Description
I did some experiments with Hive (Java ORC 1.5.1) and Impala (C++ ORC 1.6.2) and found some bugs related to timestamps before the UNIX epoch.
From Hive:
0: jdbc:hive2://localhost:11050/default> create table orc_ts (ts timestamp) stored as orc;
0: jdbc:hive2://localhost:11050/default> insert into orc_ts values ('1969-12-31 23:59:59'), ('1969-12-31 23:59:59.0001'), ('1969-12-31 23:59:59.001');
0: jdbc:hive2://localhost:11050/default> insert into orc_ts values ('1969-12-31 23:59:58'), ('1969-12-31 23:59:58.0001'), ('1969-12-31 23:59:58.001');
0: jdbc:hive2://localhost:11050/default> select * from orc_ts;
---------------------------
orc_ts.ts |
---------------------------
1969-12-31 23:59:59.0 |
1969-12-31 23:59:59.0001 |
1970-01-01 00:00:00.001 |
1969-12-31 23:59:58.0 |
1969-12-31 23:59:58.0001 |
1969-12-31 23:59:58.001 |
---------------------------
Please note that we inserted '1969-12-31 23:59:59.001' and we got '1970-01-01 00:00:00.001'. So Java ORC read/writes are inconsistent in themselves.
From Impala:
[localhost:21050] default> select * from orc_ts; +-------------------------------+ | ts | +-------------------------------+ | 1969-12-31 23:59:59 | | 1969-12-31 23:59:58.000100000 | | 1970-01-01 00:00:00.001000000 | | 1969-12-31 23:59:58 | | 1969-12-31 23:59:57.000100000 | | 1969-12-31 23:59:58.001000000 | +-------------------------------+
From Impala the second and fifth timestamps are also off by one second. The third timestamp is also off by one second, but consistent with Java.
https://issues.apache.org/jira/browse/ORC-306 mentions a Java bug that it ORC tries to workaround. Seems like data files store values in a way to workaround the Java issue which is unnecessary in C++.
Looking at the code the Java and C++ code they construct timestamp values differently.
C++:
if (secsBuffer[i] < 0 && nanoBuffer[i] != 0) { secsBuffer[i] -= 1; }
Java:
if (millis < 0 && newNanos > 999_999) { millis -= TimestampTreeWriter.MILLIS_PER_SECOND; }
C++ 'checks for nanoBuffer[i] != 0' while Java checks for 'newNanos > 999_999'. Both only for timestamps before the epoch.

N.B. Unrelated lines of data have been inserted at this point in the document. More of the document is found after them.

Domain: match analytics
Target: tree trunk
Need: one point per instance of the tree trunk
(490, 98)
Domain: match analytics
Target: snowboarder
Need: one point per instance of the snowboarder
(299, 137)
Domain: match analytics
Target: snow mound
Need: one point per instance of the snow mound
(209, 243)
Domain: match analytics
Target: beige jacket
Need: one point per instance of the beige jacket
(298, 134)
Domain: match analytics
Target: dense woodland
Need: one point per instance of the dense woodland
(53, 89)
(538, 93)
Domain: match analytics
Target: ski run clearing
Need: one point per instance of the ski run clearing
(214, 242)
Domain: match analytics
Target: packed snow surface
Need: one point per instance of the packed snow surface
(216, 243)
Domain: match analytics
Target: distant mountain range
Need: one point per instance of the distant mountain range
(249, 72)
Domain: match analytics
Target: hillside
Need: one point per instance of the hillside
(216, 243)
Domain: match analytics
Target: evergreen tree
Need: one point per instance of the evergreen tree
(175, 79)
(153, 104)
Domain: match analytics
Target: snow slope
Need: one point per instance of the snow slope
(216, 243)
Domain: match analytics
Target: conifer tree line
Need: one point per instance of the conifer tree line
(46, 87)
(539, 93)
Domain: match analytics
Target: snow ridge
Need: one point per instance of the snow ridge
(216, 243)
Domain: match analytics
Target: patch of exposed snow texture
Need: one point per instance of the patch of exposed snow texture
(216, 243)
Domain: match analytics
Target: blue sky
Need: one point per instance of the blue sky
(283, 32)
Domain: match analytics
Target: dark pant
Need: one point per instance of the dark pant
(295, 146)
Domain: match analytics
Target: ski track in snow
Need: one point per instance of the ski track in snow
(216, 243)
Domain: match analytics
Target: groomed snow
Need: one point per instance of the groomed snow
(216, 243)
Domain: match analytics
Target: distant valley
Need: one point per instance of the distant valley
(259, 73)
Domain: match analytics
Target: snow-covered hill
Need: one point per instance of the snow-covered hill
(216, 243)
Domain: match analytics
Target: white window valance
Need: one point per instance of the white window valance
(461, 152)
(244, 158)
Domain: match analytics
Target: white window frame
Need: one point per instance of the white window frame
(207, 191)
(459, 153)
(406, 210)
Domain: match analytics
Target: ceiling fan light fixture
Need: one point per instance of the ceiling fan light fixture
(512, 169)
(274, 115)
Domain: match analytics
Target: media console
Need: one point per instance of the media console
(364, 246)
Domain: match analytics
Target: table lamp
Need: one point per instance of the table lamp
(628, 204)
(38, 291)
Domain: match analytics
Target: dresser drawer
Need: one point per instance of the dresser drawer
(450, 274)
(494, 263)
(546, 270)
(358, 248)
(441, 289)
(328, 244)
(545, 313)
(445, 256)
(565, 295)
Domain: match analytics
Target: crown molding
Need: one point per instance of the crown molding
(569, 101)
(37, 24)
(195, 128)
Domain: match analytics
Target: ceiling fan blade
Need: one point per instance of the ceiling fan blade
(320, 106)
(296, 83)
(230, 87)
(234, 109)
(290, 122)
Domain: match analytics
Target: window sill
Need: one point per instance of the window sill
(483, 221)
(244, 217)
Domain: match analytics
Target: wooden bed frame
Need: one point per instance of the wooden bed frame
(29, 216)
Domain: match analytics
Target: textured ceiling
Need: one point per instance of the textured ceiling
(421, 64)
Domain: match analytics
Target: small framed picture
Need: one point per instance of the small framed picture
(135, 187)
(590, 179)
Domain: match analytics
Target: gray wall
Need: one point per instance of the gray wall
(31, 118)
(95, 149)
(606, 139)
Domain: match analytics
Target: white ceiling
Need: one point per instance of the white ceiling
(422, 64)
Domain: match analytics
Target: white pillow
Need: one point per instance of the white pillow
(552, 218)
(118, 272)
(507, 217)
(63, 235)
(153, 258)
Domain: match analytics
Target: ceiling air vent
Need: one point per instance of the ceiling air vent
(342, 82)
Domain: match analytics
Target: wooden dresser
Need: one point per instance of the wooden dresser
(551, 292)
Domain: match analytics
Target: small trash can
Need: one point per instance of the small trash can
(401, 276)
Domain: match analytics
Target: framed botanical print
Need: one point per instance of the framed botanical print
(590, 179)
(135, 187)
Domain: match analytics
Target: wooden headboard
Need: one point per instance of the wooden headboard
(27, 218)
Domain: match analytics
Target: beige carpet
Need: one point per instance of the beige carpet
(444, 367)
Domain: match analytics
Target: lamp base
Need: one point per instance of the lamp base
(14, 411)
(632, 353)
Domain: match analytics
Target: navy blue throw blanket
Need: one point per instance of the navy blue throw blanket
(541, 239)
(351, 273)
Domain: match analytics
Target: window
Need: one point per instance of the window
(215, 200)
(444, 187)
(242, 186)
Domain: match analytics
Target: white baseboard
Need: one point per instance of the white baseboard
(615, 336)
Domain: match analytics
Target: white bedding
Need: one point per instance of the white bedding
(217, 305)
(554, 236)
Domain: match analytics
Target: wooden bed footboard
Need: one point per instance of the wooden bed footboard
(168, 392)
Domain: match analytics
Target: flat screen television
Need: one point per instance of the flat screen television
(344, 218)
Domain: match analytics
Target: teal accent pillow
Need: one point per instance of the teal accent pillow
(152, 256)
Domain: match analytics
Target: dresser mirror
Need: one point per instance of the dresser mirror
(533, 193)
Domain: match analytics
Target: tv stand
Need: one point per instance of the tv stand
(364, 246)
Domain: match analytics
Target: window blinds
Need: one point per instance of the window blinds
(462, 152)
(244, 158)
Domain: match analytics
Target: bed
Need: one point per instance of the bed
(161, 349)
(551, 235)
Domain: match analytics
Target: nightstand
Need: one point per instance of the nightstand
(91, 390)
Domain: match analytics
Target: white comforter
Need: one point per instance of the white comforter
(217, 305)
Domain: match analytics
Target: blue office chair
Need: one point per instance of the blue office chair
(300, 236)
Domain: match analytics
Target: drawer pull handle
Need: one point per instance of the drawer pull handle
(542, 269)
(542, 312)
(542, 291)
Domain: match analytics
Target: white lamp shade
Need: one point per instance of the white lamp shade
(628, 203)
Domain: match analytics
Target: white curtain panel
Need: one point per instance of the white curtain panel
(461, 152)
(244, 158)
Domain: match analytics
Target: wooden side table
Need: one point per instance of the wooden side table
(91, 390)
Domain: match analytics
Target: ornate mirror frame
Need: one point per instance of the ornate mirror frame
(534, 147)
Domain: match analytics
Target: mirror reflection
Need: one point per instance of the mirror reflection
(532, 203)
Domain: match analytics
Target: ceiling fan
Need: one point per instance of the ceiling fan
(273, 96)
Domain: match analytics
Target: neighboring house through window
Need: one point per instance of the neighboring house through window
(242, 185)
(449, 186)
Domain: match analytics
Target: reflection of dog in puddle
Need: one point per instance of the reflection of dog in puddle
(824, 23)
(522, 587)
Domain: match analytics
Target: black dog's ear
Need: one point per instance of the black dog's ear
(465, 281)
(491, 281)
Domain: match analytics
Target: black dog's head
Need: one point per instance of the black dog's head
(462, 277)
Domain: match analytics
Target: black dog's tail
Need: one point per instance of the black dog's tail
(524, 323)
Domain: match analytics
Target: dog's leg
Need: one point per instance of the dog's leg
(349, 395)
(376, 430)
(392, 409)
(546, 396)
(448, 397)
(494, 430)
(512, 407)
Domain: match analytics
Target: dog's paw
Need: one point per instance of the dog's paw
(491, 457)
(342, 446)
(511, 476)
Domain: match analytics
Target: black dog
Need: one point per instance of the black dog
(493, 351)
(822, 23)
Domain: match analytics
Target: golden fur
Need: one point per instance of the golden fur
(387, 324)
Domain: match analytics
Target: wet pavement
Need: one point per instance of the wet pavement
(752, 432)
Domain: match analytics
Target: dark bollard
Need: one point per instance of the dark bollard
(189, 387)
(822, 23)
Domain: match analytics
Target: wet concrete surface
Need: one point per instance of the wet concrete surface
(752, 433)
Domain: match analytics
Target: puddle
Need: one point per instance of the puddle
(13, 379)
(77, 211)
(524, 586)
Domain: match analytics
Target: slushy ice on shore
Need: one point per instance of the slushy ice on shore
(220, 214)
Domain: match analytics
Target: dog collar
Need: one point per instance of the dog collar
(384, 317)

This gives us a pattern when C++ and Java is inconsistent:
- timestamps before the UNIX epoch, AND
- have the format YYYY-MM-DD HH:MM:ss.000XXX
I checked the actual values in the data files, written by ORC Java, read by ORC C++ lib:
(gdb) print secsBuffer[0] + epochOffset // 1969-12-31 23:59:59 => correct $1 = -1 (gdb) print secsBuffer[1] + epochOffset // 1969-12-31 23:59:59.0001 (orc C++)=> 1969-12-31 23:59:58.000100000 $2 = -1 (gdb) print secsBuffer[2] + epochOffset // 1969-12-31 23:59:59.001 (orc C++)=> 1970-01-01 00:00:00.001000000 $3 = 0
(gdb) print secsBuffer[0] + epochOffset // 1969-12-31 23:59:58 => correct $9 = -2 (gdb) print secsBuffer[1] + epochOffset // 1969-12-31 23:59:58.0001 (orc c++)=> 1969-12-31 23:59:57.000100000 $10 = -2 (gdb) print secsBuffer[2] + epochOffset // 1969-12-31 23:59:58.001 (orc c++)=> 1969-12-31 23:59:58.001000000 $11 = -1
The seconds are the same for '1969-12-31 23:59:58' and '1969-12-31 23:59:58.0001', but differ for '1969-12-31 23:59:58.001'. I think this is a bug in the Java writer. The workaround for the Java bug (ORC-306) shouldn't have any effect on the written data files.
So the values for the seconds are off by one when the timestamp is before the epoch and milliseconds are not zero.
I think the data files should always store the values corresponding to the spec, i.e. number of seconds since the ORC epoch, plus additional nanoseconds that we need to add to the timestamp. If that'd be true then we wouldn't need the above 'if' statement in the c++ code.